Another sizeable performance gain!  20%!

This, on top of your trick to run multiple network nodes locally, on the one machine, which knocked days off my dive site scan processing!  There's a LOT of performance gains to be had in Metashape!!!

Alexey, it seems that running multiple threads of stuff gives us some decent gains... And that the number of threads seems to change from task to task... And from hardware to hardware...  Can Metashape get some clever work scheduling (AI lol) code to dish out the optimum number of threads at every stage?

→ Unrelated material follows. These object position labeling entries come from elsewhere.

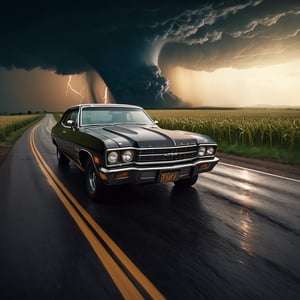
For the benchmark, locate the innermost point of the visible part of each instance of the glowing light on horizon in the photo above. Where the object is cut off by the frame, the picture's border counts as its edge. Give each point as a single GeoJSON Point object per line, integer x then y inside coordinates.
{"type": "Point", "coordinates": [272, 85]}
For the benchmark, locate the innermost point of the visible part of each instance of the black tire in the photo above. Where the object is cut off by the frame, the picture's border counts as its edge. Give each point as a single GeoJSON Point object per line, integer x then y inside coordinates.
{"type": "Point", "coordinates": [185, 183]}
{"type": "Point", "coordinates": [94, 185]}
{"type": "Point", "coordinates": [62, 159]}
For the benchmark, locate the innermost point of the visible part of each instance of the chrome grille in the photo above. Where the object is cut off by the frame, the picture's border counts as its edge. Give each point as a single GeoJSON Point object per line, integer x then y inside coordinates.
{"type": "Point", "coordinates": [166, 154]}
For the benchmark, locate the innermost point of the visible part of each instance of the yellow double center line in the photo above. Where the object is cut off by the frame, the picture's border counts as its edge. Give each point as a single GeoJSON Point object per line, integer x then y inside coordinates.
{"type": "Point", "coordinates": [85, 222]}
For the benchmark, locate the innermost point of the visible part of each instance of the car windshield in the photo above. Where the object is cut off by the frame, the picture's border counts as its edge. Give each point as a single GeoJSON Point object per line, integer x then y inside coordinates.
{"type": "Point", "coordinates": [111, 115]}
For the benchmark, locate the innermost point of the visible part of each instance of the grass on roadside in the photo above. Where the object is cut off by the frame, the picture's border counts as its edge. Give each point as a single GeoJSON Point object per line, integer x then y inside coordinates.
{"type": "Point", "coordinates": [11, 128]}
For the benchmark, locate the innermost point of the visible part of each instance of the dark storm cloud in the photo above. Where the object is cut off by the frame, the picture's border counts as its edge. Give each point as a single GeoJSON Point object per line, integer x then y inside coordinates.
{"type": "Point", "coordinates": [253, 33]}
{"type": "Point", "coordinates": [124, 41]}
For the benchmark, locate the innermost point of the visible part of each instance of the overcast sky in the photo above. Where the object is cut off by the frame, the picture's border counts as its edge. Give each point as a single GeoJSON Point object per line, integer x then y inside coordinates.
{"type": "Point", "coordinates": [154, 54]}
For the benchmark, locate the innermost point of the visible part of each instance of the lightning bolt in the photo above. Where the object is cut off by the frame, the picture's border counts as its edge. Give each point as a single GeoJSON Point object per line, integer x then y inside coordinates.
{"type": "Point", "coordinates": [69, 87]}
{"type": "Point", "coordinates": [105, 95]}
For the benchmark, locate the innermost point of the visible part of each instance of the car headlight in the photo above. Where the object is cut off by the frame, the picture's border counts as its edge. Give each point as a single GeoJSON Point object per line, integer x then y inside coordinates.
{"type": "Point", "coordinates": [202, 151]}
{"type": "Point", "coordinates": [127, 156]}
{"type": "Point", "coordinates": [112, 157]}
{"type": "Point", "coordinates": [210, 151]}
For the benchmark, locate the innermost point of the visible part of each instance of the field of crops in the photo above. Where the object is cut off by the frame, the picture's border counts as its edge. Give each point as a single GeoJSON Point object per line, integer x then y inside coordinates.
{"type": "Point", "coordinates": [9, 124]}
{"type": "Point", "coordinates": [254, 128]}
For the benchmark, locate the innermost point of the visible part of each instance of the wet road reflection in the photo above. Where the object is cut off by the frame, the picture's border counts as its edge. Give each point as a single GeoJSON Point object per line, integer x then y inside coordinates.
{"type": "Point", "coordinates": [235, 234]}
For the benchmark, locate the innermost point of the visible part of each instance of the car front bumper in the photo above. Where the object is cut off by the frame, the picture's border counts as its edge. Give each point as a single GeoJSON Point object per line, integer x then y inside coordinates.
{"type": "Point", "coordinates": [140, 175]}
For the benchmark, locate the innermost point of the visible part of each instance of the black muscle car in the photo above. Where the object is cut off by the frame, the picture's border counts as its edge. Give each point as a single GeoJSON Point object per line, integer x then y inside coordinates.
{"type": "Point", "coordinates": [120, 144]}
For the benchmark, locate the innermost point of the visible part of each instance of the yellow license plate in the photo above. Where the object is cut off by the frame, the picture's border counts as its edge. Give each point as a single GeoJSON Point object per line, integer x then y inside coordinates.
{"type": "Point", "coordinates": [170, 176]}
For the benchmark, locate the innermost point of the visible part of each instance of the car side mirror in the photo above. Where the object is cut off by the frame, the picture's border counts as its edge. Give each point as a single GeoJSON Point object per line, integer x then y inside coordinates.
{"type": "Point", "coordinates": [71, 123]}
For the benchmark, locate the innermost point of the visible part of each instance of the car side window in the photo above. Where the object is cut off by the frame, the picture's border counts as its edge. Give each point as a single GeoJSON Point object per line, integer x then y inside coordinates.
{"type": "Point", "coordinates": [70, 116]}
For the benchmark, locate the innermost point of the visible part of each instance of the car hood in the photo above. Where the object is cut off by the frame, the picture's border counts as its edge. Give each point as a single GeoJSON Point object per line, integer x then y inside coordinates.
{"type": "Point", "coordinates": [147, 137]}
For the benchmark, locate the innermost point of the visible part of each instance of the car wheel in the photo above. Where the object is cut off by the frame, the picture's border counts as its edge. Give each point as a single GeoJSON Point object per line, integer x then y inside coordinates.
{"type": "Point", "coordinates": [93, 183]}
{"type": "Point", "coordinates": [62, 159]}
{"type": "Point", "coordinates": [184, 183]}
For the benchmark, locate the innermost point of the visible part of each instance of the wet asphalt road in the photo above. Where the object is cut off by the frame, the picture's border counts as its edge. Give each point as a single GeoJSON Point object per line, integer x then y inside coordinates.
{"type": "Point", "coordinates": [234, 235]}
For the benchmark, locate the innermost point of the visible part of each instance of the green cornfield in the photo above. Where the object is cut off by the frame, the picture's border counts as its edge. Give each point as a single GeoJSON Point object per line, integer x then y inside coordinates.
{"type": "Point", "coordinates": [254, 129]}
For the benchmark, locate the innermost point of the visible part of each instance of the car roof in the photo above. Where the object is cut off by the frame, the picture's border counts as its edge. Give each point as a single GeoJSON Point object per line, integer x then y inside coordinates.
{"type": "Point", "coordinates": [112, 105]}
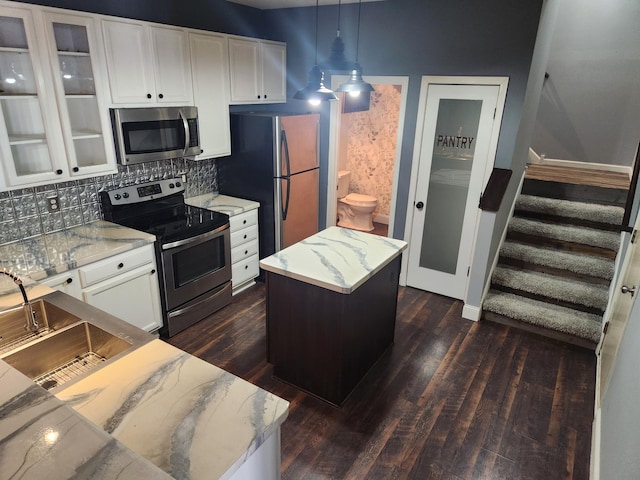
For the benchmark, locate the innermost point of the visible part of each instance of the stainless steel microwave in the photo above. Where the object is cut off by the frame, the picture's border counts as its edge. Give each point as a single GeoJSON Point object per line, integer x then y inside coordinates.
{"type": "Point", "coordinates": [155, 133]}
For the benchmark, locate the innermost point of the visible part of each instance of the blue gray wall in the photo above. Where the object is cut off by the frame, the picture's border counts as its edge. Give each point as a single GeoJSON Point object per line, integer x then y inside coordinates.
{"type": "Point", "coordinates": [407, 37]}
{"type": "Point", "coordinates": [590, 105]}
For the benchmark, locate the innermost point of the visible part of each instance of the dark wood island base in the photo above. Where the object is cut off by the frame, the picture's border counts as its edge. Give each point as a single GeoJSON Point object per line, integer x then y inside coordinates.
{"type": "Point", "coordinates": [325, 342]}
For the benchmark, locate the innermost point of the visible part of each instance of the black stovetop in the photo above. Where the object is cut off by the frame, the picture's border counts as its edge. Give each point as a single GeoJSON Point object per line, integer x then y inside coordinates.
{"type": "Point", "coordinates": [168, 218]}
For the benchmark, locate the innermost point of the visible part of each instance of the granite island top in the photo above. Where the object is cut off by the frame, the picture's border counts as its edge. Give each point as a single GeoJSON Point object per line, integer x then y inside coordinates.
{"type": "Point", "coordinates": [337, 258]}
{"type": "Point", "coordinates": [222, 203]}
{"type": "Point", "coordinates": [47, 255]}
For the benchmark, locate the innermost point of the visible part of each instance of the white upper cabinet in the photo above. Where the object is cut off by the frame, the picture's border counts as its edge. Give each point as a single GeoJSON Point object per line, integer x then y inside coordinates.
{"type": "Point", "coordinates": [210, 73]}
{"type": "Point", "coordinates": [257, 71]}
{"type": "Point", "coordinates": [30, 138]}
{"type": "Point", "coordinates": [82, 93]}
{"type": "Point", "coordinates": [146, 64]}
{"type": "Point", "coordinates": [44, 58]}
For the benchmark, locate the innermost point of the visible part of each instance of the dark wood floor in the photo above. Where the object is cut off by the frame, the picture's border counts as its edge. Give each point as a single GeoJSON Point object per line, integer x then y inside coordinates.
{"type": "Point", "coordinates": [452, 399]}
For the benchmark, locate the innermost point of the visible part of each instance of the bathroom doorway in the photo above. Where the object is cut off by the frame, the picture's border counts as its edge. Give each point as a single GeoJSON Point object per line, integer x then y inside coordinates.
{"type": "Point", "coordinates": [366, 140]}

As always, we really don't like looking at the $$,$$$ of hardware we've purchased and see it only partially utilised, or sometimes mostly idle...  We just wanna watch it run at 100%, for 100% of the time! Melting for the whole duration, lol, such that it finishes as fast as possible.  Time = Money, etc. etc.
My 'little' scan of our dive site, 'Manta Point'.  Mantas & divers photoshopped in for scale!
https://postimg.cc/K1sXypzs
Sketchfab Models:
https://sketchfab.com/cheeseandjamsandwich/models

Bzuco

  • Sr. Member
  • ****
  • Posts: 262
    • View Profile
Re: Depth maps generation performance tip
« Reply #2 on: February 08, 2025, 12:18:48 PM »
Updated original post, added tip2.

Corensia

  • Jr. Member
  • **
  • Posts: 66
    • View Profile
Re: Depth maps generation performance tip
« Reply #3 on: February 17, 2025, 07:23:45 AM »
Thanks for the interesting post Bzuco!

Did a quick test using our i9 14900K / RX 7900XTX setup for a non-NVIDIA result.

Similar time gains as yours at High, processing 320 images at 20MP.

Default :          9m 21s
MaxGPU=6 :   6m 59s

Roughly 25% faster using the tweak. Definitely will set it as a baseline tweak from now on as long as further testing doesn't result in any unexpected performance errors.